[e2e] [aqm] What is a good burst? -- AQM evaluation guidelines

Sun Dec 15 13:42:12 PST 2013

On Dec 14, 2013, at 9:35 PM, Naeem Khademi <naeem.khademi at gmail.com> wrote:

> Hi all 
> 
> I'm not sure if this has already been covered in any of the other threads, but looking at http://www.ietf.org/proceedings/88/slides/slides-88-aqm-5.pdf and draft-ietf-aqm-recommendation-00, the question remains: "what is a good burst (size) that AQMs should allow?" and/or "how an AQM can have a notion of the right burst size?". 
> 
> and how "naturally-occuring bursts" mentioned in draft-ietf-aqm-recommendation-00 can be defined? 

Imagine, if you will, that you have a host and a network in front of it including a first hop switch or router.The host gas a TCP offload engine, which is a device that accepts a large chunk of data and sends as much of it as it has permission to send as quickly as it can. The host has, for sake of argument, a 10 MBPS interface, and everything else in the network has interfaces whose rate are measured in gigabits. The host gives its TSO one chunk of data, so that can't  be called a "burst" - it's one message. The TSO sends data as quickly as it can, but presumably does little more than keep the transmission system operating without a pause; while it might queue up 45 messages at a crack, there is no requirement that it do so, so the term "burst" there doesn't have a lot of meaning. And as the data moves through the network, the rate of the particular session is absolutely lost in the available capacity. So a burst, in the sense of the definition, never happens.
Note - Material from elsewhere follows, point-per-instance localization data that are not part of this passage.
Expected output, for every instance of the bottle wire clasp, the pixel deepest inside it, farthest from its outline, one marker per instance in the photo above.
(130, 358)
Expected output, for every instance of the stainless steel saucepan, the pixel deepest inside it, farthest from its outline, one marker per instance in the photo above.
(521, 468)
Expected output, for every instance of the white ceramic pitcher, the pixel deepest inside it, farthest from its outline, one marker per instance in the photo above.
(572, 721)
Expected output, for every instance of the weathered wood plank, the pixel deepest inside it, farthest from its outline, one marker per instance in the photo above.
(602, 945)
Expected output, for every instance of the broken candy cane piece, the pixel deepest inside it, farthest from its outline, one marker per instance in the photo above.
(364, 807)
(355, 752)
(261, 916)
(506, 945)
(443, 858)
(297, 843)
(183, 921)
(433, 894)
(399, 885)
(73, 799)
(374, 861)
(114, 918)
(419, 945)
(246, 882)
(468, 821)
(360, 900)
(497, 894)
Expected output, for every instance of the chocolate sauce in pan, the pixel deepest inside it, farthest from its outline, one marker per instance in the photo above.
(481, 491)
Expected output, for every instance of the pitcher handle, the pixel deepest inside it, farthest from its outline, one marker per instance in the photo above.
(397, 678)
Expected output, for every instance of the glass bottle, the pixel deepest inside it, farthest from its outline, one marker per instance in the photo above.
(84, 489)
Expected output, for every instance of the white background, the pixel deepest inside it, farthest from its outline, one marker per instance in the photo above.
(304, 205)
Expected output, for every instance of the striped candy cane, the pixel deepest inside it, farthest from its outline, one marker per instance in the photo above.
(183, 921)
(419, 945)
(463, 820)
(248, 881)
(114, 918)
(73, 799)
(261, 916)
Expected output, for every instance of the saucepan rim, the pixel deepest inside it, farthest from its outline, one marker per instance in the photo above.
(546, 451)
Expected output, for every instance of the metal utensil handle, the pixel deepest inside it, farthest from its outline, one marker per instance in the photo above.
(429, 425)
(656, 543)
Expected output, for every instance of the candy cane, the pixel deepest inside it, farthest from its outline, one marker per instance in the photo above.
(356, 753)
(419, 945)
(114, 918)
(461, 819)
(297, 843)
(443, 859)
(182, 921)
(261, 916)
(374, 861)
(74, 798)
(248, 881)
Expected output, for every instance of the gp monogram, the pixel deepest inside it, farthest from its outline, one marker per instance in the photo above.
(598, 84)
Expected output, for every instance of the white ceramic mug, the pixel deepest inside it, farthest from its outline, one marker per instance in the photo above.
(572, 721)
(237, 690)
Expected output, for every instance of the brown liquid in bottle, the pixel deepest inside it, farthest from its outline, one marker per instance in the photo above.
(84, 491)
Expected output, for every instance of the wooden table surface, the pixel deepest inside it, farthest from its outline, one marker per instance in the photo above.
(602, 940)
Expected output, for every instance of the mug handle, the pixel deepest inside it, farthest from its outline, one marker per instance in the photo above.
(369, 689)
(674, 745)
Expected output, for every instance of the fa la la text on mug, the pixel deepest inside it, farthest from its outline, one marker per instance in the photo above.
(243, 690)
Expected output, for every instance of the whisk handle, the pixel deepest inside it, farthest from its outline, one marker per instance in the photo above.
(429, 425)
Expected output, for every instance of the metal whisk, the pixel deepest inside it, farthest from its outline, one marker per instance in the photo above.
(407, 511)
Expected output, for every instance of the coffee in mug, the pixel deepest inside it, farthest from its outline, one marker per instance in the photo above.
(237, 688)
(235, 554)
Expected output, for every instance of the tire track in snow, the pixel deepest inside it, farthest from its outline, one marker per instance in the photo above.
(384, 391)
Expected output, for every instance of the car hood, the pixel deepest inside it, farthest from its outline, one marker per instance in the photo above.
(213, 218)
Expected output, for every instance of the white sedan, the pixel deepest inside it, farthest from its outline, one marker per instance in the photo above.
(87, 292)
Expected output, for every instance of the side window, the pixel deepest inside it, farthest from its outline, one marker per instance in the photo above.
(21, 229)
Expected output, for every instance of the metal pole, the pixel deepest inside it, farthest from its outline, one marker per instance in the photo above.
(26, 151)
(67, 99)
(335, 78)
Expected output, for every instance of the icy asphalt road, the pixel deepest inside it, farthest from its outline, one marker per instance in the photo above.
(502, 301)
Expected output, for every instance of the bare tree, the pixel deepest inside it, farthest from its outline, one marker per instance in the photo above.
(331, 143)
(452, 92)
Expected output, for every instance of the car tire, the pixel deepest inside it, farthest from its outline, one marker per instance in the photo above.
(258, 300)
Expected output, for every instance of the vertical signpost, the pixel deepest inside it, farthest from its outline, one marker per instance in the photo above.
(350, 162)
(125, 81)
Now, repeat the experiment. However, in this case the host as a gig-E interface, and the next interface that its router uses is 10 or 100 MBPS. The host and its TSO, and for that matter the router, do exactly the same thing. As perceived by the router, data is arriving much more quickly than it is leaving, resulting in a temporarily deep queue. If the propagation delay through the remainder of the network and the destination host are appropriate, acknowledgements could arrive at the TSO, soliciting new transmissions, before that queue empties. In that case, it is very possible that the queue remains full for a period of time. This network event could last for quite some time.
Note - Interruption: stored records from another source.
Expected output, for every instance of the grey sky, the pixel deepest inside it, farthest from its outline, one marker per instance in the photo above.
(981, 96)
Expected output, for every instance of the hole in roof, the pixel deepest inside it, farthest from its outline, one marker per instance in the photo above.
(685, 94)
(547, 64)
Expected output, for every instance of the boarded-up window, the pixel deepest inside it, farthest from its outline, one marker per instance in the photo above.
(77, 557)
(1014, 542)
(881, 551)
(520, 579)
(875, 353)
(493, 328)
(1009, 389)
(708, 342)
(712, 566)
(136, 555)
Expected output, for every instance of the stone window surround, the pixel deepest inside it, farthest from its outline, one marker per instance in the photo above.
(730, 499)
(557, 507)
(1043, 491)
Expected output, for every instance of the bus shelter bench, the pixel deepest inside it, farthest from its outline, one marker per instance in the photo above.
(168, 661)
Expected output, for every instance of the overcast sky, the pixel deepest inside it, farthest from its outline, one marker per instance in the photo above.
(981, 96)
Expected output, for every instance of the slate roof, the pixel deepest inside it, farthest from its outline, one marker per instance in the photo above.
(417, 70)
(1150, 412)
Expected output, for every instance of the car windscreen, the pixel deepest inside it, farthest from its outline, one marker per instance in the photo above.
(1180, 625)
The second is clearly a burst, according to the definition, and I would argue that it is naturally occurring.

I imagine you have heard Van and/or Kathy talk about "good queue" vs "bad queue". "Good queue" keeps enough traffic in it to fully utilize its egress. "Bad queue" also does so, but does so in a manner that also materially increases measured latency. This difference is what is behind my comment on the objective of a congestion management algorithm (such as TCP's but not limited to it) that its objective is to keep the amount of data outstanding large enough to maximize its transmission rate through the network, but not so large as to materially increase measured latency or probability of loss. 

I would argue that this concept of "Good Queue" is directly relevant to the concept of an acceptable burst size. In the first transmission in a session, the sender has no information about what it will experience, so it behoves it to behave in a manner that is unlikely to create a significant amount of "bad queue" - conservatively. But it by definition has no numbers by which to quantify that. Hence, we make recommendations about the initial window size. After that, I would argue that it should continue to behave in a manner that doesn't led to "bad queue", but is free to operate in any manner that seeks to keep the amount of data outstanding large enough to maximize its transmission rate through the network, but not so large as to materially increase measured latency or probability of loss. At the point that it sends data in a manner that creates a sustained queue, it has exceeded what would be considered a useful burst size.